His son, Johann Jakob Hottinger (1652-1735), who became professor of theology at Zürich in 1698, was the author of a work against Roman Catholicism, Helvetische Kirchengeschichte (4 vols., 1698-1729); and his grandson, Johann Heinrich Hottinger (1681-1750), who in 1721 was appointed professor of theology at Heidelberg, wrote a work on dogmatics, Typus doctrinae christianae (1714).
HOUBRAKEN, JACOBUS (1698-1780), Dutch engraver, was born at Dort, on the 25th of December 1698. All that his father, Arnold Houbraken (1660-1719), bequeathed to him was a fine constitution and a pure love for work. In 1707 he came to reside at Amsterdam, where for years he had to struggle incessantly against difficulties. He commenced the art of engraving by studying the works of Cornelis Cort, Suyderhoef, Edelinck and the Visschers. He devoted himself almost entirely to portraiture. Among his best works are scenes from the comedy of De Ontdekte Schijndeugd, executed in his eightieth year, after Cornelis Troost, who was called by his countrymen the Dutch Hogarth. He died on the 14th of November 1780.
See A. Ver Hull, Jacobus Houbraken et son œuvre (Arnhem, 1875), where 120 engraved works are fully described.
HOUDENC (or Houdan), RAOUL DE, 12th-century French trouvère, takes his name from his native place, generally identified with Houdain (Artois), though there are twelve places bearing the name in one or other of its numerous variants. It has been suggested that he was a monk, but from the scattered hints in his writings it seems more probable that he followed the trade of jongleur and recited his chansons, with small success apparently, in the houses of the great. He was well acquainted with Paris, and probably spent a great part of his life there. His undoubted works are: Le Songe d’enfer, La Voie de paradis, Le Roman des eles (pr. by A. Scheler in Trouvères belges, New Series, 1897) and the romance of Méraugis de Portlesguez, edited by M. Michelant (1869) and by Dr M. Friedwagner (Halle, 1897).
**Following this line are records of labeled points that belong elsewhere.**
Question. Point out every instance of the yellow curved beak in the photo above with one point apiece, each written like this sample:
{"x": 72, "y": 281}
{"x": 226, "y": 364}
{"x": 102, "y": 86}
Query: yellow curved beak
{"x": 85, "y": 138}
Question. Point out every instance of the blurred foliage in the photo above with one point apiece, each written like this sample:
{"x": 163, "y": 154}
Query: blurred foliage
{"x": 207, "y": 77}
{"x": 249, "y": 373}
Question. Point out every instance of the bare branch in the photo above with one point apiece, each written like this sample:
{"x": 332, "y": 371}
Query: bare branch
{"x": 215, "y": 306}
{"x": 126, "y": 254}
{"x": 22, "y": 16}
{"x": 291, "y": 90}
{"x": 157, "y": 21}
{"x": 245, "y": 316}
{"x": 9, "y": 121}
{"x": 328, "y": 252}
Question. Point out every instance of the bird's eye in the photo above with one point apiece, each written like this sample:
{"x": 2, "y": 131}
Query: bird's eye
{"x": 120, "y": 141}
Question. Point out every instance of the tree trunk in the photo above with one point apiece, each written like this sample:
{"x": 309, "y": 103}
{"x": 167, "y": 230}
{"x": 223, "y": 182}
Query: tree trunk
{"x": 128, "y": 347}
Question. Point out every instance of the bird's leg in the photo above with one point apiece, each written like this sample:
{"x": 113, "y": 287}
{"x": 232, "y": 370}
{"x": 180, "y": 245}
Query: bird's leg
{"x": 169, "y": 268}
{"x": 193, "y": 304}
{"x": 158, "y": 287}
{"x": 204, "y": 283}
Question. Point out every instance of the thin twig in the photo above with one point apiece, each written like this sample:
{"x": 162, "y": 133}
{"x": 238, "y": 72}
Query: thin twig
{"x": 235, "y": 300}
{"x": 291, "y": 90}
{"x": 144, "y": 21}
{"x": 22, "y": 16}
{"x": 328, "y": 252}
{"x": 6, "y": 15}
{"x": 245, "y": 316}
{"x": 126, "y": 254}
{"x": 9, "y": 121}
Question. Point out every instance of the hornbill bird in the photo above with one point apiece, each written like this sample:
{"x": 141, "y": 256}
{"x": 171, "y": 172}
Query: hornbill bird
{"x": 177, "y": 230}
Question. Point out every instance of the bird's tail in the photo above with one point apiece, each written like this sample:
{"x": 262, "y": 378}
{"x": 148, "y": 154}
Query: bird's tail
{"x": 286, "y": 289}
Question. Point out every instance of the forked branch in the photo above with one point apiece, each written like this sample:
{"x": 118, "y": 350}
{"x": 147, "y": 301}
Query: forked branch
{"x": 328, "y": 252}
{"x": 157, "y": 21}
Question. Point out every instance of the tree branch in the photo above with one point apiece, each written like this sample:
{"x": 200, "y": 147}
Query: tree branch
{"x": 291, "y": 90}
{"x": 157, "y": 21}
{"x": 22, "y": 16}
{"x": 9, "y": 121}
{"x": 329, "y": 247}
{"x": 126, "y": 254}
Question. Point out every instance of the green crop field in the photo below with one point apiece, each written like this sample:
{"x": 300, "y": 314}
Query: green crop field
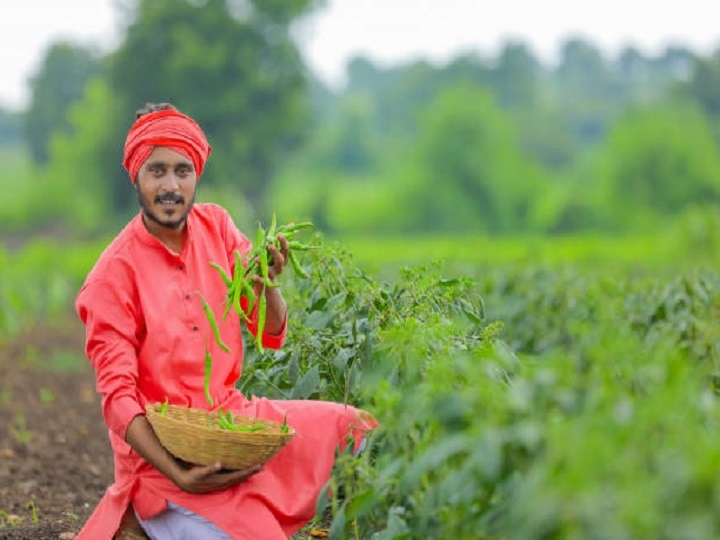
{"x": 533, "y": 389}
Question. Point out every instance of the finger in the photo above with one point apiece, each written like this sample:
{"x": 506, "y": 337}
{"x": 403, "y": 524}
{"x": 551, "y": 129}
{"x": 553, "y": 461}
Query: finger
{"x": 284, "y": 246}
{"x": 278, "y": 261}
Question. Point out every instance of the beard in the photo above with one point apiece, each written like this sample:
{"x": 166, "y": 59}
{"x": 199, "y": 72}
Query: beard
{"x": 166, "y": 218}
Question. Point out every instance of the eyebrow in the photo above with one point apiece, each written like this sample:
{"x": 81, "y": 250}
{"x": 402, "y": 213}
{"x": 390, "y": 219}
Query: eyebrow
{"x": 165, "y": 164}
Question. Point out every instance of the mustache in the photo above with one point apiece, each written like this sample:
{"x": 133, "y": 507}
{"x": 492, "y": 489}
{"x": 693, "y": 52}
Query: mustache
{"x": 170, "y": 197}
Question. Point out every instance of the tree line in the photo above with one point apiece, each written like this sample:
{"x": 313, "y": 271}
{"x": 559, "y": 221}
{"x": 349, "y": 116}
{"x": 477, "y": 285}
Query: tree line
{"x": 500, "y": 145}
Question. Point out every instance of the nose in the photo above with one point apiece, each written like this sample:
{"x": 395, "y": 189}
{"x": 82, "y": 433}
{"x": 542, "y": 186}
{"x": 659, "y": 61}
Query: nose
{"x": 170, "y": 182}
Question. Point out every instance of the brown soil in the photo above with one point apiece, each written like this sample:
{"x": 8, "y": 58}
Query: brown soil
{"x": 55, "y": 459}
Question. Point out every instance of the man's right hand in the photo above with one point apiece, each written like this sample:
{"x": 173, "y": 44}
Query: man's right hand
{"x": 199, "y": 479}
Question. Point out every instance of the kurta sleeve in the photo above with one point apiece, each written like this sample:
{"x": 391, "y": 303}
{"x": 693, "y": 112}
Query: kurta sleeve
{"x": 111, "y": 345}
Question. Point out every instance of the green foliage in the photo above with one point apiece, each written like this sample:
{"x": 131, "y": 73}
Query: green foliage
{"x": 233, "y": 67}
{"x": 59, "y": 84}
{"x": 472, "y": 174}
{"x": 650, "y": 168}
{"x": 526, "y": 401}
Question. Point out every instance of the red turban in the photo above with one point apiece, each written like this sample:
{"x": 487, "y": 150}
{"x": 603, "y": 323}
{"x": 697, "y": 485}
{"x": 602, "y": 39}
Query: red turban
{"x": 169, "y": 128}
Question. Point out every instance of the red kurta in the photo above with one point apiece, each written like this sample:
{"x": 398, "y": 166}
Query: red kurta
{"x": 146, "y": 336}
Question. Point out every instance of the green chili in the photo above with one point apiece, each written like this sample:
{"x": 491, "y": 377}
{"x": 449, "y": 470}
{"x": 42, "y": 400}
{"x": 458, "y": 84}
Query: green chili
{"x": 264, "y": 269}
{"x": 223, "y": 274}
{"x": 299, "y": 270}
{"x": 208, "y": 371}
{"x": 294, "y": 227}
{"x": 284, "y": 428}
{"x": 213, "y": 323}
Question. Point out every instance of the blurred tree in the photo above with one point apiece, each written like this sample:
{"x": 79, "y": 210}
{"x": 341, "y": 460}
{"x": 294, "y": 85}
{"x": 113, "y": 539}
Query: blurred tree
{"x": 515, "y": 77}
{"x": 471, "y": 173}
{"x": 59, "y": 83}
{"x": 703, "y": 84}
{"x": 652, "y": 167}
{"x": 10, "y": 127}
{"x": 233, "y": 66}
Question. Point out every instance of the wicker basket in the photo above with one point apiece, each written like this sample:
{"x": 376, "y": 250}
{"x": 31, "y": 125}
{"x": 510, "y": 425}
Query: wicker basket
{"x": 193, "y": 436}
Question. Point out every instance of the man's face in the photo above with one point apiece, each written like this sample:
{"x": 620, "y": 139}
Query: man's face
{"x": 166, "y": 186}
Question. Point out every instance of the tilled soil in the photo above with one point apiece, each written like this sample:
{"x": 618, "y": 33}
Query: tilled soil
{"x": 55, "y": 458}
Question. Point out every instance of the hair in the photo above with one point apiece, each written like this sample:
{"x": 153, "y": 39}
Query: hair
{"x": 154, "y": 107}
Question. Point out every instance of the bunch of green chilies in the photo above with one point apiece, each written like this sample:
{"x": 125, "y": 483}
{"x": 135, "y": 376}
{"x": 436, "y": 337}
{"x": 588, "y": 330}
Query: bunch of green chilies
{"x": 240, "y": 284}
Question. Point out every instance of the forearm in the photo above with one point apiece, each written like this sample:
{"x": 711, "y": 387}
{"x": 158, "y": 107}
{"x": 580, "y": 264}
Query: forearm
{"x": 141, "y": 437}
{"x": 276, "y": 313}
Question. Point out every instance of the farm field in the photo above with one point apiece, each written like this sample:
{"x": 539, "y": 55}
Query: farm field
{"x": 568, "y": 396}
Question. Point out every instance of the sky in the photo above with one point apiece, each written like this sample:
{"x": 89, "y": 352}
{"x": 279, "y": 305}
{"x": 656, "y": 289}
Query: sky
{"x": 386, "y": 31}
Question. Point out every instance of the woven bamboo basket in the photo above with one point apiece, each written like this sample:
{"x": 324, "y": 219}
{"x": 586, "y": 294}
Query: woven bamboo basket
{"x": 193, "y": 435}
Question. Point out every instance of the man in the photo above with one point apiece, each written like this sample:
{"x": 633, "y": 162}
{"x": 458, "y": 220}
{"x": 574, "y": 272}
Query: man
{"x": 146, "y": 334}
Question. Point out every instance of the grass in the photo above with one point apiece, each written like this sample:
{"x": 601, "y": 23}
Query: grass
{"x": 481, "y": 251}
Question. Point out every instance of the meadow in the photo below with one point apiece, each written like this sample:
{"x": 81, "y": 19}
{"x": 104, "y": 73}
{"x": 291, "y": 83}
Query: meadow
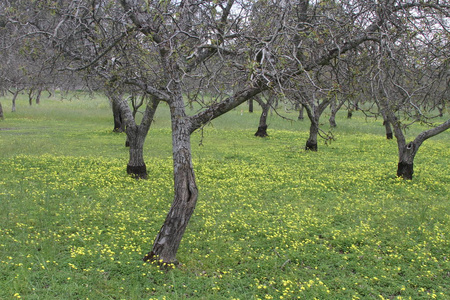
{"x": 272, "y": 222}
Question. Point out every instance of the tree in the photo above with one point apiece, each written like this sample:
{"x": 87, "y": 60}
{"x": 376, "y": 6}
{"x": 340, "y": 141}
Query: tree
{"x": 218, "y": 54}
{"x": 409, "y": 72}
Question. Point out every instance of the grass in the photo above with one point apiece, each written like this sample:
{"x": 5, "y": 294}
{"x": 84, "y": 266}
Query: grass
{"x": 272, "y": 221}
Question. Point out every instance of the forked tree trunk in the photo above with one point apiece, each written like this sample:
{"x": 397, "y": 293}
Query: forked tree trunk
{"x": 388, "y": 128}
{"x": 262, "y": 127}
{"x": 405, "y": 167}
{"x": 407, "y": 152}
{"x": 13, "y": 106}
{"x": 30, "y": 97}
{"x": 136, "y": 166}
{"x": 136, "y": 134}
{"x": 349, "y": 113}
{"x": 334, "y": 109}
{"x": 301, "y": 113}
{"x": 119, "y": 125}
{"x": 311, "y": 143}
{"x": 169, "y": 237}
{"x": 386, "y": 124}
{"x": 38, "y": 96}
{"x": 1, "y": 112}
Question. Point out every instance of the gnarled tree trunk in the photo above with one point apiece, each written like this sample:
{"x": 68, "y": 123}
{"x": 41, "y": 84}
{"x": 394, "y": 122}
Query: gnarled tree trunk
{"x": 265, "y": 106}
{"x": 119, "y": 125}
{"x": 311, "y": 143}
{"x": 136, "y": 134}
{"x": 169, "y": 237}
{"x": 407, "y": 151}
{"x": 334, "y": 109}
{"x": 388, "y": 128}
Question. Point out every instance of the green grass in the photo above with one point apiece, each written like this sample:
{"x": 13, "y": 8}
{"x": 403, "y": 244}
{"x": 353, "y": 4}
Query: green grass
{"x": 272, "y": 221}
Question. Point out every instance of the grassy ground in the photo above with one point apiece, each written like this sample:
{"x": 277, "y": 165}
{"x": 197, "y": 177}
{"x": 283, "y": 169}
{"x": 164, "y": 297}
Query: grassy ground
{"x": 272, "y": 221}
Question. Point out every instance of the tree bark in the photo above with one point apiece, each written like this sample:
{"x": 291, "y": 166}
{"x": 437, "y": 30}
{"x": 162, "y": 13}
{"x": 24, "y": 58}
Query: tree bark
{"x": 407, "y": 152}
{"x": 136, "y": 134}
{"x": 169, "y": 237}
{"x": 388, "y": 128}
{"x": 136, "y": 166}
{"x": 300, "y": 113}
{"x": 332, "y": 119}
{"x": 38, "y": 96}
{"x": 311, "y": 143}
{"x": 119, "y": 125}
{"x": 13, "y": 106}
{"x": 265, "y": 106}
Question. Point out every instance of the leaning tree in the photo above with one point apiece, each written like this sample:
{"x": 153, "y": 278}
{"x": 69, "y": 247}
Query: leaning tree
{"x": 409, "y": 74}
{"x": 205, "y": 52}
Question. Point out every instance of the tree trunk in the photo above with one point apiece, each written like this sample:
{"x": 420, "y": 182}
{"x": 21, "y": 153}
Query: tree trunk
{"x": 1, "y": 112}
{"x": 169, "y": 237}
{"x": 136, "y": 166}
{"x": 332, "y": 119}
{"x": 405, "y": 167}
{"x": 311, "y": 143}
{"x": 262, "y": 127}
{"x": 119, "y": 125}
{"x": 38, "y": 96}
{"x": 13, "y": 107}
{"x": 300, "y": 113}
{"x": 388, "y": 128}
{"x": 30, "y": 97}
{"x": 349, "y": 113}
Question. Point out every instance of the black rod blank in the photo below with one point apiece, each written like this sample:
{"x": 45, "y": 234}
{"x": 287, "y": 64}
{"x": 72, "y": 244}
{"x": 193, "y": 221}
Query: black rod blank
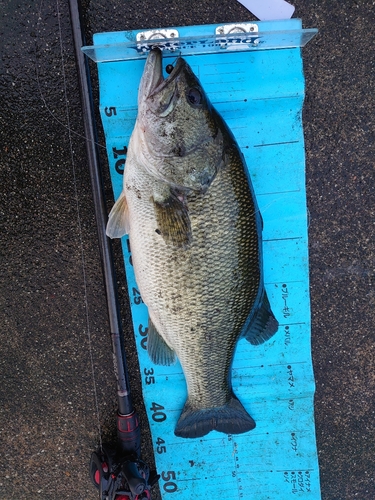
{"x": 125, "y": 406}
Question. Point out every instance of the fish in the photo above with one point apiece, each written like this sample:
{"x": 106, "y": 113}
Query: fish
{"x": 195, "y": 232}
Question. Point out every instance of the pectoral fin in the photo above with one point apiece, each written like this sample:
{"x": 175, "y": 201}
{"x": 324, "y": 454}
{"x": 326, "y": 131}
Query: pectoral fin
{"x": 160, "y": 353}
{"x": 118, "y": 221}
{"x": 263, "y": 325}
{"x": 173, "y": 220}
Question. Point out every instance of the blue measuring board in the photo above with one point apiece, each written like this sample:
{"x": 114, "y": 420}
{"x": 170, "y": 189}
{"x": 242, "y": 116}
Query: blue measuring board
{"x": 260, "y": 95}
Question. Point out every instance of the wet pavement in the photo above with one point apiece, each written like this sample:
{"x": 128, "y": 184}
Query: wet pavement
{"x": 57, "y": 386}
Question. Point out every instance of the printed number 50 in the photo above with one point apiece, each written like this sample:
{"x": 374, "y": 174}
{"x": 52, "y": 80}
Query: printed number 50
{"x": 169, "y": 486}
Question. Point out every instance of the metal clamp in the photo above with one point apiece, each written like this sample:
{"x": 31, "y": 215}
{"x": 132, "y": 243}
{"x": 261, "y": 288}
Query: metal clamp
{"x": 163, "y": 38}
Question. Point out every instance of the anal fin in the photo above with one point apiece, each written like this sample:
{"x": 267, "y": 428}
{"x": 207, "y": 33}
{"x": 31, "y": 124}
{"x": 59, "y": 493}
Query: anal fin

Houdenc was an imitator of Chrétien de Troyes; and Huon de Méri, in his Tournoi de l’antéchrist (1226) praises him with Chrétien in words that seem to imply that both were dead. Méraugis de Portlesguez, the hero of which perhaps derives his name from Lesguez, the port of Saint Brieuc in Brittany, is a roman d’aventures loosely attached to the Arthurian cycle.
See Gaston Paris in Hist. litt. de la France, xxx. 220-237; W. Zingerlé, Über Raoul de Houdenc und seine Werke (Erlangen, 1880); and O. Boerner, Raoul de Houdenc. Eine stilistische Untersuchung (1885).